Strong Internal Project Management organization: Most customers spent a lot of time evaluating a variety of ERP solutions and picking up the right solution. Sometimes this period is over 6-9 months. In over 20 years of consulting - I've never seen a bad solution make a project go wrong. Most ERP systems out there as long as you pick a mature one that has been around for over 10 years provide fairly robust functionality. However, not putting the right internal people on the project can make a project or break it. Key to this is the project management you put around the project. The project management team needs to have teeth to be able to manage scope. Scope has a direct tie to budget, project timeline and risk. You increase scope and budget, project timeline and risk increase. Often stakeholders will increase scope without increasing budget or timeline which means the increase their risk of failure exponentially. If the project management team doesn't have the teeth and ability to manage scope and change then you will end up with a project that never ends and an ERP that is over-customized irrespective of the solution you choose. It is important that you manage scope well and be able to clearly mark out what needs to go in a first phase versus what can go in later phases and are nice to haves.
Test, Test and Test: Begin testing early and test often. Like flossing you must test every day once your system starts getting even close to final shape. And test with your best users. Don't put in sideline folks to test. You need to put your best users there and set expectations with them that they will find holes, gaps, and since you are in 'lab mode' - they will not find a perfect system. In fact set expectations that they should expect to find an imperfect system and it is their goal to work with your implementation partner to get it ready in time for go-live. Make your users key owners of the system and not just passive bystanders.
Train and then re-train: The best approach to training is to do it several times. Once is not enough. Three recommend points of training which Ignify follows are:
a. On Design: When you have a high level design complete in the form of a conference room pilot
b. Before test: Before detailed user testing so that users are familiar with the system and can test for scenarios specific to your business
c. Post go-live: After you have been live for 2-3 weeks go back and re-train. You will find the most questions at this stage and update your training documents to answer questions that come up that were not addressed in the training documentation. Then repeat this every 6 months.
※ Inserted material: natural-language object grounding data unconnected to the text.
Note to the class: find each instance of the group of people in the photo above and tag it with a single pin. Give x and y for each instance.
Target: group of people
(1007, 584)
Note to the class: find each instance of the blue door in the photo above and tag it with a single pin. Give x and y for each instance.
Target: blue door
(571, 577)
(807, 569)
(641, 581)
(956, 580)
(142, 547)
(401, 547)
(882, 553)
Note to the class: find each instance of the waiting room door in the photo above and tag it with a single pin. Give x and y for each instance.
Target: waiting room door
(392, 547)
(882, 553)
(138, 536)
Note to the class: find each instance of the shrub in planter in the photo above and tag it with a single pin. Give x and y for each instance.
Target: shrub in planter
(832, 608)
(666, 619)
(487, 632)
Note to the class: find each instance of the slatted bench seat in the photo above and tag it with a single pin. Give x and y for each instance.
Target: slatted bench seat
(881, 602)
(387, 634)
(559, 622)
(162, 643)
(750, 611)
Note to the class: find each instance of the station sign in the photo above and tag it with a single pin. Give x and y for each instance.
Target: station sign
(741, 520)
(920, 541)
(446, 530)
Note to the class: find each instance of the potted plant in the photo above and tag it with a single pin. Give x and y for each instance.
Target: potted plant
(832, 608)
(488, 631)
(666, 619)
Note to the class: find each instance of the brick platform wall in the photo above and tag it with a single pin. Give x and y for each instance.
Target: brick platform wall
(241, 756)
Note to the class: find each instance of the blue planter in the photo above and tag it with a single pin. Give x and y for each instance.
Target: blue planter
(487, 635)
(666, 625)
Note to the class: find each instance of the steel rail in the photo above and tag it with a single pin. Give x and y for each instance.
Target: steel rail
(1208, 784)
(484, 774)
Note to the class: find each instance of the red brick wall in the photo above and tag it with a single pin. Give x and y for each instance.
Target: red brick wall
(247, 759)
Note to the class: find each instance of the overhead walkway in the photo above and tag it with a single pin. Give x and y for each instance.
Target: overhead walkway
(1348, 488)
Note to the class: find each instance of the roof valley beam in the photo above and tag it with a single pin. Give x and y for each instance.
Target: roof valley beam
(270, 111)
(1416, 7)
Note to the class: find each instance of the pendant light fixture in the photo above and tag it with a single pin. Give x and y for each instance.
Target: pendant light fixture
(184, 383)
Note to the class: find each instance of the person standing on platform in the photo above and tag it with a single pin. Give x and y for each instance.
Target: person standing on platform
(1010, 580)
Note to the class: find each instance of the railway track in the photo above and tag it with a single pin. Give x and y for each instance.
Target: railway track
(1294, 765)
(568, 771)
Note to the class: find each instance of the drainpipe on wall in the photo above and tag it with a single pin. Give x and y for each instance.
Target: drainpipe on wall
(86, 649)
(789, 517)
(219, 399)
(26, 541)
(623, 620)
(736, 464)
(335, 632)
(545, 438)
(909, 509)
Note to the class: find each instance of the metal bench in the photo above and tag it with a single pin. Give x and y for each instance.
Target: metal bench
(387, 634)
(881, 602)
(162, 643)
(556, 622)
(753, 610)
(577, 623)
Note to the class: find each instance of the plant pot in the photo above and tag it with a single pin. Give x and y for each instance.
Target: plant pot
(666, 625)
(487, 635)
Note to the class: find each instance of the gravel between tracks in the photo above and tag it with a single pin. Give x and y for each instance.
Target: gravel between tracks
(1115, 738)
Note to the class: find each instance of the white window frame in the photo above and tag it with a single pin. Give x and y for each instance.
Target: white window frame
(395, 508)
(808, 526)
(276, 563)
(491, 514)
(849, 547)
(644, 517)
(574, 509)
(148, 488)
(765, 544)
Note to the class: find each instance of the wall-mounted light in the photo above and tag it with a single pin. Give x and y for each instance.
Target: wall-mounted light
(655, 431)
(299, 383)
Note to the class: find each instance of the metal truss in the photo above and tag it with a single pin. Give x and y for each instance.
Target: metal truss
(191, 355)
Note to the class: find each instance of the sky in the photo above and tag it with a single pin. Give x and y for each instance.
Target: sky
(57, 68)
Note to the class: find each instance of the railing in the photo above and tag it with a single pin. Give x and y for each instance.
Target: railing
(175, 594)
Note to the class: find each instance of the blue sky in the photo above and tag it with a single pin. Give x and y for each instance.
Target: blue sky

How much training is enough? Ensure you have at least 4 hours of class room/trainer lead training + 4 hours of hands-on testing by the user and 4 hours of post go live training per user per module. That means a total of 12 hours per user per module in various formats. Ensure your internal team gets self-reliant to the point that they can own training documents and become a first level support within your organization. Ideally you want your post go-live support to be done by internal team members and if possible also your broader before test training also done at least in part by internal team members. Training others will be the best way your users will learn the system.